More 700 people participated in a candlelight vigil at Saint Patrick’s Cathedral as part of a weekend in solidarity with migrants. Angela Kocherga/Albuquerque Journal

EL PASO – A dozen religious leaders, including Bishop Oscar Cantú of the Las Cruces Diocese, gathered for a “weekend of solidarity with migrants” that included an interfaith procession and candlelight vigil that attracted hundreds of faithful.

“We need to stand up for moral dignity and the greatness of this country,” said Bishop Cantú following the procession Friday night where he helped carry a banner that read, “Families belong together and free.”

Pope Francis sent Vatican representative Rev. Robert Stark of the Holy See’s Migrant & Refugees Section to the border.

“Every stranger that knocks at our door is an opportunity for an encounter with God,” Rev. Stark told the standing room only crowd in Saint Patrick’s Cathedral which seats 700 people.

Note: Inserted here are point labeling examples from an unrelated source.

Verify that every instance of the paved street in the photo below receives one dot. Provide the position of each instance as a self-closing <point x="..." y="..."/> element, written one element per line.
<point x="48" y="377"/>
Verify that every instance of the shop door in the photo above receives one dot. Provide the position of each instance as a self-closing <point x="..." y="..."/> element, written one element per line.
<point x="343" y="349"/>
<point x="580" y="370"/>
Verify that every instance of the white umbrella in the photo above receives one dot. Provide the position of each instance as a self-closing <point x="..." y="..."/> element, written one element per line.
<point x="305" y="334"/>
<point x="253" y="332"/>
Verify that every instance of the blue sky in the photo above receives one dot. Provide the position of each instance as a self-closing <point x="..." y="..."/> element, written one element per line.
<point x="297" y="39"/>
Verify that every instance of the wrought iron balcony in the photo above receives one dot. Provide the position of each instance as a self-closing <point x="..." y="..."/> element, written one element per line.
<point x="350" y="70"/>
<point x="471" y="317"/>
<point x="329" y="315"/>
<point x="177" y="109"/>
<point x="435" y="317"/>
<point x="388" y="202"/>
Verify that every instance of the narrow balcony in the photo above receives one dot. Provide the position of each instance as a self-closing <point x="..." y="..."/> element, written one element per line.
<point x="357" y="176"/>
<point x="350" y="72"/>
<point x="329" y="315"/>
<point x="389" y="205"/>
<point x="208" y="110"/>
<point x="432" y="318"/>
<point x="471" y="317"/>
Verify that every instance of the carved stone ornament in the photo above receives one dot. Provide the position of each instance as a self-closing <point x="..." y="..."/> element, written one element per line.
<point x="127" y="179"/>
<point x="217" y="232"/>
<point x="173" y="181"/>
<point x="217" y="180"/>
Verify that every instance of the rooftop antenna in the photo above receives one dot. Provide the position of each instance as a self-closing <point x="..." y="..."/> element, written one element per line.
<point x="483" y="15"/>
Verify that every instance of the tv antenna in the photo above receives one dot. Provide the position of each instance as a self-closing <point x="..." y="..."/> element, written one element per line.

Some families sat on the floor of the church and an overflow crowd stood outside and watched through open doors. El Paso Bishop Mark Seitz hosted the event which included Bishop Cantú, retired Las Cruces Bishop Ricardo Ramirez, Dallas Bishop Edward Burns and Dallas Auxiliary Bishop Greg Kelly.

Half a dozen other religious leaders spoke during the interfaith ceremony including those representing the Episcopalian, Lutheran, and Muslim and Baha’i faiths.

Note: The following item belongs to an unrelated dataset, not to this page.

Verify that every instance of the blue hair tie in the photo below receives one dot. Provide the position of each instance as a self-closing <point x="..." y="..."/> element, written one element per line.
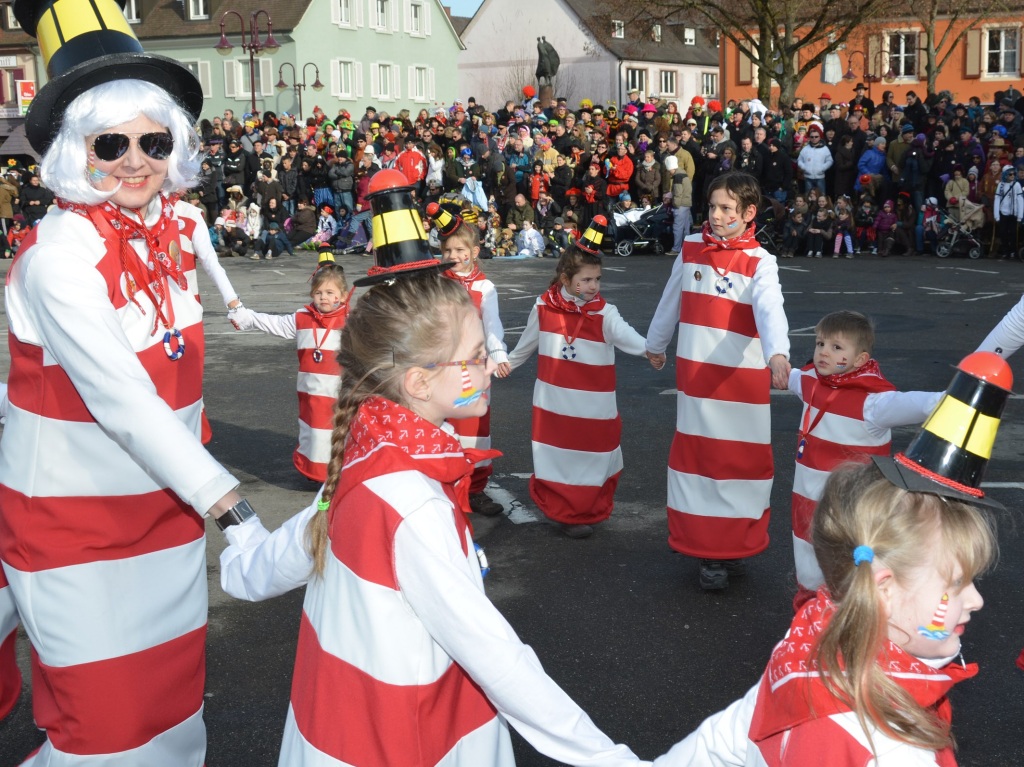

Many stressed the need to put faith into action including Rev. Stark who said “We’re called to challenge every effort that tries to eliminate or criminalize migration or seeking refuge.”

The visiting bishops celebrated mass at the ICE detention center on Friday, Bishop Seitz told the crowd at the vigil. Some of the parents separated from their children during the zero-tolerance crackdown on the border are locked up in that detention center.

“Be a light in times of darkness,” said Bishop Seitz in calling on the faithful to participate in the weekend of solidarity with migrants.

The El Paso Catholic Diocese and Hope Border institute, a faith-based grass roots group, organized the two-day event which included a teach-in Saturday, “A Place at the Table: Faith Migration and the Future of our Border Communities.”

“This is a community that celebrates its identity as a border community. It’s proud of its heritage as an immigrant community. That migration is in its DNA,” said Dylan Corbett, executive director of the Hope Border Institute. “There’s a vantage point on this issue that we can offer the rest of the country,” said Corbett.

Bishop Cantú said New Mexico can help set the example even though it is a poor state. “But the people are generous and they know there’s always room at the table. We know there’s always room in our hearts. And I think as New Mexicans we need to show the rest of country how being generous doesn’t break us, it makes us greater,” said Cantú.

Nearly 200 people attended the workshops designed to engage the faithful. New Mexico State University professor Nicholas Natividad’s talk focused on border identity and social justice.

“Whether you’re in northern New Mexico, southern New Mexico or right smack up against the fence, borders cut through us,” said Natividad. “And those borders are about more than migration. … Race, gender, class, all the inherent biases we have, those are the borders that cut through us.”